-
-
Notifications
You must be signed in to change notification settings - Fork 55.4k
Description
Description
When streamMode is set to "block" on the Telegram channel, long model replies arrive on Telegram as a single final message with garbled/corrupted text (missing spaces, words merged, broken markdown). The draft stream preview visible in the local Dashboard GUI shows progressively longer replacements of the message, but Telegram itself does not show progressive updates — it only receives the final (already garbled) message. The garbled final state in the dashboard matches what Telegram receives.
Steps to Reproduce
- Configure Telegram channel with
streamMode: "block"(private chat) - Send a message that triggers a long response (e.g., a code analysis question)

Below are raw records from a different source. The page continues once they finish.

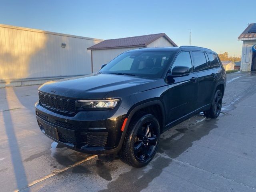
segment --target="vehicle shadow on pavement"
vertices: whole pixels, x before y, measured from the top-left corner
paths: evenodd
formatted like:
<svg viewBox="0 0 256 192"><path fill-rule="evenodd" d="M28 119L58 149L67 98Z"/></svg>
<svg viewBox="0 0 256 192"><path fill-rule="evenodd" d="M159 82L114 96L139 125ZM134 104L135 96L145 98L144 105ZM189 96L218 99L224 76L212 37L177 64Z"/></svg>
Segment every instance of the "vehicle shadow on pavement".
<svg viewBox="0 0 256 192"><path fill-rule="evenodd" d="M6 88L2 90L3 93L7 98L7 105L10 106L10 101L8 100L8 96L6 95ZM14 128L13 124L14 117L12 116L10 110L2 112L4 122L4 127L8 138L8 143L10 153L12 162L13 166L17 187L20 190L28 185L28 180L25 168L23 165L21 154L19 147L19 144L16 135ZM21 122L22 123L22 122ZM28 189L27 191L29 191Z"/></svg>
<svg viewBox="0 0 256 192"><path fill-rule="evenodd" d="M192 146L194 141L200 140L207 135L211 130L218 127L216 125L217 119L207 118L200 122L196 122L195 117L191 119L192 120L184 122L163 134L168 134L168 132L171 131L172 129L178 131L170 137L166 138L165 135L165 138L160 139L155 157L146 167L132 168L130 171L120 174L117 179L109 182L107 189L100 191L118 191L120 190L117 188L118 186L121 187L124 191L140 191L146 188L154 178L160 175L173 159L186 152ZM192 121L196 122L191 122Z"/></svg>

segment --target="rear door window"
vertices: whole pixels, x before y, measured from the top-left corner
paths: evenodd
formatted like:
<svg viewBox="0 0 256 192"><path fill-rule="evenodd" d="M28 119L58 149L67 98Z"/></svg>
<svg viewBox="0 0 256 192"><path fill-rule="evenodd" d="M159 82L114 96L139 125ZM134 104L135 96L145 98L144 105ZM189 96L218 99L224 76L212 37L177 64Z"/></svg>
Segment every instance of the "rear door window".
<svg viewBox="0 0 256 192"><path fill-rule="evenodd" d="M172 69L176 66L184 66L189 68L189 72L192 72L192 63L190 55L188 51L184 51L179 54L172 64Z"/></svg>
<svg viewBox="0 0 256 192"><path fill-rule="evenodd" d="M191 52L194 61L195 71L201 71L208 69L207 61L203 52Z"/></svg>
<svg viewBox="0 0 256 192"><path fill-rule="evenodd" d="M217 56L209 53L207 53L207 55L210 60L211 68L213 69L220 67L220 63L219 63Z"/></svg>

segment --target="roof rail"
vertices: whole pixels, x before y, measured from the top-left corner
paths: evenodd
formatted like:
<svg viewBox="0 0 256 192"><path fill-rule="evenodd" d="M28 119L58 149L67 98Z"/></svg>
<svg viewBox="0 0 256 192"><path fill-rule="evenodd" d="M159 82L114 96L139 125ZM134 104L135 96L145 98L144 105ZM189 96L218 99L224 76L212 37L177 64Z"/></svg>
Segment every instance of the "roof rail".
<svg viewBox="0 0 256 192"><path fill-rule="evenodd" d="M198 47L197 46L191 46L190 45L182 45L182 46L180 46L180 47L197 47L198 48L202 48L203 49L208 49L208 50L210 50L211 51L212 50L208 49L208 48L205 48L204 47Z"/></svg>

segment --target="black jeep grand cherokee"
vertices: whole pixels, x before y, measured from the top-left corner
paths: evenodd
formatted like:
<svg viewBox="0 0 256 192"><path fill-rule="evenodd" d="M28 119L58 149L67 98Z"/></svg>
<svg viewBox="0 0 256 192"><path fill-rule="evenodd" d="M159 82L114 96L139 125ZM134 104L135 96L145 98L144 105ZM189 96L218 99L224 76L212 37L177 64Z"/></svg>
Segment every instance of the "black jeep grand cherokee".
<svg viewBox="0 0 256 192"><path fill-rule="evenodd" d="M140 167L153 158L162 133L202 111L220 114L226 73L210 49L139 49L104 65L96 74L39 88L36 110L43 133L79 151L118 152Z"/></svg>

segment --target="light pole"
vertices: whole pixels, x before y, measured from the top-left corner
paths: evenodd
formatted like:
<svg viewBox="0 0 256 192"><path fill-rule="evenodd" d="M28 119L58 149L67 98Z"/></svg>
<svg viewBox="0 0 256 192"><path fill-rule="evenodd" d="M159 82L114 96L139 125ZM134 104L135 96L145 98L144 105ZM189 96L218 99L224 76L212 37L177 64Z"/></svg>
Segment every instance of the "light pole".
<svg viewBox="0 0 256 192"><path fill-rule="evenodd" d="M188 29L188 30L190 31L189 32L189 42L188 42L188 45L190 46L191 45L191 30Z"/></svg>

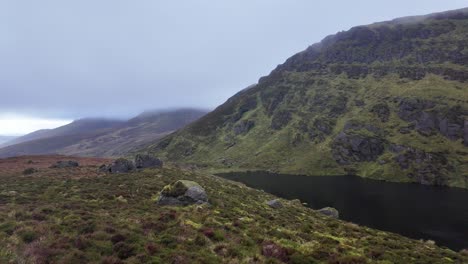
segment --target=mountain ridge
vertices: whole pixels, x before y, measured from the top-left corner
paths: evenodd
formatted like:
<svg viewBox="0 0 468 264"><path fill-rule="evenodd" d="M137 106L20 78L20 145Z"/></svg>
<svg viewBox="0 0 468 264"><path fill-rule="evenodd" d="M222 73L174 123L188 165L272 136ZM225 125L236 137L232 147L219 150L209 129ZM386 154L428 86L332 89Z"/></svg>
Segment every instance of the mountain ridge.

- Observe the local dashboard showing progressively longer message updates
- The final message in both dashboard and Telegram is garbled
Observed Behavior
The initial short reply appears clean. As the model continues generating, the dashboard draft preview grows. The final delivered message contains:
- Code snippets merged into prose without spaces
- Internal analysis/tool output leaking into reply text
- Markdown syntax broken (backticks without spaces, headers merged with text)
Root Cause Analysis
Architecture Overview
When streamMode: "block" is active in a private Telegram chat:
- Draft stream is created (
createTelegramDraftStream) with a 4096-char cap - Draft chunker (
EmbeddedBlockChunker) withminChars: 200,maxChars: 800,breakPreference: "paragraph"controls when the draft preview updates - Block streaming is disabled (
disableBlockStreaming = true— line 156-158 inbot-message-dispatch.ts) because the draft stream handles the preview instead - The final reply comes from
deliverReplies()using the accumulatedassistantTextspayloads
The Draft Stream Path (Preview Only)
In bot-message-dispatch.ts lines 99-136, updateDraftFromPartial:
- Each
onPartialReplycallback receives the cumulative cleaned text from the agent - A delta is extracted:
delta = text.slice(lastPartialText.length)(line 113) - The delta is fed to
draftChunker.append(delta)(line 128) - The chunker drains to
draftText += chunkand callsdraftStream.update(draftText)(lines 131-133) - The draft stream is throttled (300ms) and capped at 4096 chars (line 45-49 in
draft-stream.ts)
Key: When draftText exceeds 4096 chars, sendDraft sets stopped = true and logs a warning. After this, the draft stream silently stops updating. The last preview in the dashboard is whatever was sent before the cap was hit.
The Final Reply Path
Since disableBlockStreaming = true, the block reply pipeline is not active. Instead:
- The embedded agent accumulates text in
assistantTexts[]viapi-embedded-subscribe.handlers.messages.ts - On
message_end, the full text is extracted from the assistant message buildReplyPayloads()processes the final payloads- Since
blockStreamingEnabledis false (due to draft stream),shouldDropFinalPayloadsis false — the final payloads are used deliverReplies()sends the final text throughmarkdownToTelegramChunks→sendTelegramText
Where Garbling Occurs — Two Suspect Paths
Path A: Draft Stream Truncation → Stale Dashboard Preview
When the response exceeds 4096 chars in the draft stream:
stopped = truefreezes the preview at a partial state- But the dashboard UI may show the frozen preview as the "current" message
- The actual final delivery via
deliverReplies()sends the correct full text - If the dashboard is showing the draft preview (not the delivered message), the garbling is a display issue
Path B: Non-Monotonic Stream Handling (the likely culprit)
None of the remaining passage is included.